On 11 June 2026, RICS published its May residential market survey, the monthly read on what the surveyors who value and sell homes are actually seeing on the ground. The headline was downbeat, but a fuller look at the month's data tells a steadier story.

What did the RICS survey actually say?

RICS is the Royal Institution of Chartered Surveyors, the professional body whose members value and sell property across the UK. Its survey reports a net balance: the share of surveyors reporting a rise minus the share reporting a fall. A reading of -35% does not mean prices fell 35%; it means the balance of opinion tipped firmly towards falling rather than rising.

RICS UK residential market survey, May 2026 (published 11 June 2026)

MeasureMay 2026 net balanceWhat it means
House prices-35% (unchanged from April)More surveyors saw prices fall than rise, and by a wider margin than the -31% economists forecast.
New buyer enquiries-34% (steadied)Demand stopped falling for the first time since January, an early sign of a floor.
Newly agreed sales-37% (unchanged)Fewer sales were agreed than a year ago, so the market is moving slowly.
Near-term price expectations-45% (down from -39%)Surveyors expect a little more softness over the next three months.

At a regional level, surveyors in the South East and East Anglia reported greater downward pressure on prices than the national average. Northern parts of the UK have generally held up better.

If surveyors are gloomy, why are prices still up on the year?

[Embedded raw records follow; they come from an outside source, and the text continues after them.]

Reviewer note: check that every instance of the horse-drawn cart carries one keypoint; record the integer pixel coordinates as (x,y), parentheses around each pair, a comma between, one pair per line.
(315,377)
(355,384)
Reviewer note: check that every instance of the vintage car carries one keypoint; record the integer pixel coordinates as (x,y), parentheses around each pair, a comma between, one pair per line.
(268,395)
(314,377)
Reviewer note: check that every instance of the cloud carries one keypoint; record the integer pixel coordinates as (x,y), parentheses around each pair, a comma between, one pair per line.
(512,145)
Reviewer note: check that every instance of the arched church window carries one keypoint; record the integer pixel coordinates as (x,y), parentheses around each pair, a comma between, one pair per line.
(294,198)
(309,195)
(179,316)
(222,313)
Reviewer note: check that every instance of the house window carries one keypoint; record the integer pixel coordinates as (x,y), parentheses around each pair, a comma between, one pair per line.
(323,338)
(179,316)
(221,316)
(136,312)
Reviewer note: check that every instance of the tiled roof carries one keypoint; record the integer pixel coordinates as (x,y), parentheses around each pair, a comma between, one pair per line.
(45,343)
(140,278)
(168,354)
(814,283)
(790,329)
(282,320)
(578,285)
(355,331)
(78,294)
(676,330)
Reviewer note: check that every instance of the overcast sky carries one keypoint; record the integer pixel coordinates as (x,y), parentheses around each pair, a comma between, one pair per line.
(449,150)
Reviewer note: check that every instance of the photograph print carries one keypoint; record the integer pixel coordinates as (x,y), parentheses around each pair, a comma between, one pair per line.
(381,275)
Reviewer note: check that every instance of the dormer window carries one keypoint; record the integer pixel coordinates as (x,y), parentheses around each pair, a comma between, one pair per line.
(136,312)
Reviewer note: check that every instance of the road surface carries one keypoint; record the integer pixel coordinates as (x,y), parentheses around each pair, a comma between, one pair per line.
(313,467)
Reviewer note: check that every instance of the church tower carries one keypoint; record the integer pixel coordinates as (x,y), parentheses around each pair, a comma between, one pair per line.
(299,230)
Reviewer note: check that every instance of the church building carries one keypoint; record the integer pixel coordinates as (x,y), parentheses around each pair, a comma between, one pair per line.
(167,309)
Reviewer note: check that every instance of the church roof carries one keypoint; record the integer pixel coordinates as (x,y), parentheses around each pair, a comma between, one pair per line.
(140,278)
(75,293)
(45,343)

Because the RICS survey and a price index measure two different things. The RICS reading is a sentiment survey: it captures how professionals feel about the direction of travel. A house price index measures what homes actually sold or were valued for. The two can point opposite ways for months, and right now they do.

Three readings of the same market, May 2026

SourceMay 2026 readingWhat it measures
Nationwide House Price Index+1.7% annual growthSold prices on mortgages the lender approved
Zoopla House Price Index+1.5% annual growth, demand down 10%Prices on agreed sales across the market
RICS survey-35% price balanceHow surveyors feel prices are moving now

Read together, they describe a market that is broadly flat: prices a touch above last year, sales slow, and professionals cautious about the months ahead. That is a very different picture from a falling market, and it matters because the two get confused in headlines all the time.

What does this mean if I am selling now?

  1. Price to comparable sold prices in your street or postcode, not to what neighbours are asking. Asking prices are hopes; sold prices are facts.
  2. Expect a slower market. Homes are taking longer to sell, so a sensible asking price and good photos do more work than they did a year ago.
  3. Get more than one valuation. In a flat market the spread between a realistic price and an optimistic one is exactly where sellers lose months.
  4. Do not chase the gloomiest headline down. Prices are not falling sharply; over-discounting out of fear leaves money on the table.

This is where comparing agents pays off. ValuQ gives UK homeowners free, side-by-side property valuations from competing local estate agents, so you can see a range of evidence-backed prices in one place and choose on merit before you commit to anyone.

What does it mean for buyers?

Buyers have a little more room than a year ago. Demand has eased and sellers are more open to sensible offers, but with prices still slightly up on the year and demand finding a floor, this is not a market where lowball offers win as a rule. Strong, ready buyers are in a good position to negotiate calmly.

Surveyor sentiment tells you the mood. Sold prices tell you the market. Price to the second, not the first.